The dissertation is devoted to the research of theoretical questions of the principle of the prohibition of forced labor, its relation with related concepts, place in the system of principles of labor law, the limits of realization. The paper describes the basic conceptual apparatus of the prohibition of forced labor as a principle of labor law and proposes corresponding definitions. Particular attention is paid to the regulatory and legal support of the principle of prohibition of forced labor in foreign countries.
It has been established that the principle of the prohibition of forced labor is to some extent a manifestation of the principle of freedom of labor. Freedom of labor, allowing the subject of labor relations to actively exercise themselves in the sphere of work, as, however, and to take a passive position – not to use their abilities for work, thus is a guarantor of the principle of prohibition of forced labor. Only free labor can be subject to legal regulation, whereas forced labor is always linked to the violence and lack of will of the person to perform it. Freedom of labor is incompatible with forced labor. Thus, the study and correlation of the principles of freedom of labor and the prohibition of forced labor lead to the conclusion that these principles are closely interrelated.
It is emphasized that freedom of labor is an element of natural human rights, and forced labor is an unnatural human condition. It is noted that only an employee can be the subject of forced labor, since he is the least protected party in employment. Forced labor implies a restriction on the rights of the individual and is absolutely inadmissible in a civilized society and state claiming to be considered legal.
It is noted that the features of the principles of labor law should include systematic and consistent, universal obligation, universality, stability, general significance, regulatory, legal certainty. Thus, the principles of labor law are such basic ideas of law, which determine the content and orientation of its rules and are characterized by consistency, consistency, universality, stability, universality, regulatory, legal certainty.
Studies of the principles of legal regulation on forced labor show that they cannot be applied as contradicting the Constitution of the Labor Code of Ukraine, departmental regulations or statutes of discipline, etc., which provide for the possibility of temporary transfer of an employee without his consent to another job.

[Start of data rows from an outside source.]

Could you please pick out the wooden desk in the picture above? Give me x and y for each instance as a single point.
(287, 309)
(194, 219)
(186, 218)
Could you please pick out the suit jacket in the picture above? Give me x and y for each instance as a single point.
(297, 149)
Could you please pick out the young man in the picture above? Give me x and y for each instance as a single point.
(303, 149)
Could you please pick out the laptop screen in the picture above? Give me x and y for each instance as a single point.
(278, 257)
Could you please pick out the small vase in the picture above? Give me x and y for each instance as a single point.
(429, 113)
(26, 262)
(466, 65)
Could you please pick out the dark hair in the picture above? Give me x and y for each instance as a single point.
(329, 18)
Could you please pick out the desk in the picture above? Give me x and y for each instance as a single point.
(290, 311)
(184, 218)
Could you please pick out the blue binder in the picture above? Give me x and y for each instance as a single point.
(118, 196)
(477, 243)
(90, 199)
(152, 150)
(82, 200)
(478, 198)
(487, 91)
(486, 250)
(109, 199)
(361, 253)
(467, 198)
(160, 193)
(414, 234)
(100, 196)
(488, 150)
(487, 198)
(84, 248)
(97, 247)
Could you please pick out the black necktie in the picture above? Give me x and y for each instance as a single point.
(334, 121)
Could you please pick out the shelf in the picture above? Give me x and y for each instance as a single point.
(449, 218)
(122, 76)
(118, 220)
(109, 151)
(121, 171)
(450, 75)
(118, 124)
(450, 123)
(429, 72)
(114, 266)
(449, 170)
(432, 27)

The paper analyzes the normative acts on the regulation of the right to work in foreign countries. It is concluded that to date, the right to work in different legal forms is enshrined in a number of developing and economically developed countries, since provisions that represent the interests of a large part of society are contained not only in international legal acts. but also in the norms adopted at the level of national legislation of individual states – in most constitutions and laws. In fact, the constitution of almost every modern state includes provisions that affect the right to work. But, despite the widespread adoption of this right, in most states the concept of "right to work" is absent. Most often, this right is declarative.
It is noted that the presence of legal responsibility not only of the enterprise, but also of specific officials, for not concluding or not properly executing the concluded employment contract, or not legitimizing it in the manner stipulated by the current legislation, becomes a real guarantee against the violation of the employee's rights when concluding the employment contract, which, in turn, is a guarantee of the inadmissibility of the use of forced labor in the conditions of the present, the absence of this negative process in real social and legal labor from troughs in Ukraine.
Based on the analysis of international practice, foreign legislation and scientific literature it is established that the development of state regulation of social and labor relations in the conditions of integration of Ukraine into the world economy cannot be carried out without taking into account international labor standards, which include an orderly system of international norms and principles developed on the basis of mutual agreements between States on issues related to the recognition and consolidation of fundamental human rights in the workplace, the regulation of wage labor and its individual minds, protection of the individual and collective interests of workers, defining the bases of the legal status of migrant workers, regulating the work of certain categories of workers, shaping social policy and determining its priorities.